On July 6, Secretary of State Antony Blinken met with Uyghur survivors of PRC detention camps and vowed to continue working with partner nations to stop the PRC’s genocide and crimes against humanity.
“The U.S. stands in solidarity with the individuals who have suffered from the People’s Republic of China government’s atrocities in Xinjiang,” Blinken said after the meeting. “We will always pursue justice for them and their families.”
Huge thanks to @SecBlinken for a very constructive roundtable today. We appreciate his leadership on action to end the Uyghur genocide, especially coordinated sanctions and the G-7 commitment on Uyghur forced labor in global supply chains.
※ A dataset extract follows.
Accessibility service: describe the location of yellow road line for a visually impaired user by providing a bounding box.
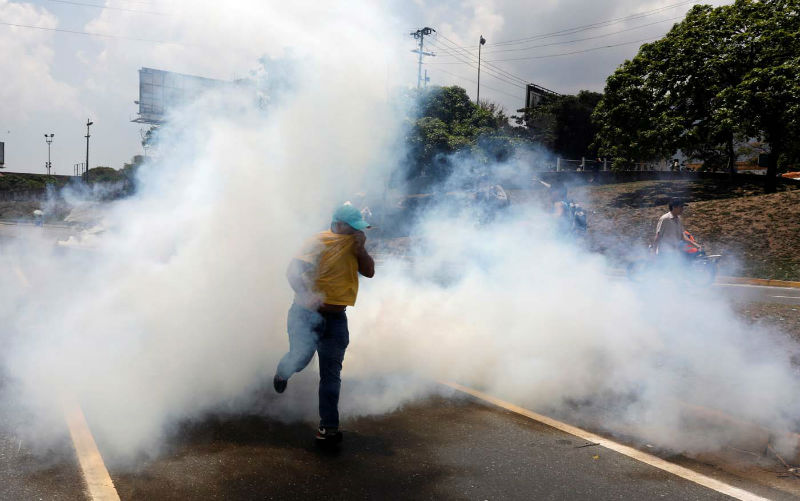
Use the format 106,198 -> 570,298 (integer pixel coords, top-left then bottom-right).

https://t.co/gRKpErfrfV— Omer Kanat (@Omerkanat1) July 7, 2021
Subi Mamat Yuksel told Voices of Xinjiang that she often wondered why her father, Mamat Abdullah, was arrested. The 73-year-old former government worker was charged with “separatism” and “abuse of power.” But Yuksel later learned Abdullah was convicted of being “a well-respected Uyghur man.”
“People like my father are in prison for years without any reason. Just for who they are, just because they are Uyghurs,” Yuksel said. “Not a single human being should be put into life in prison without a fair, transparent trial.”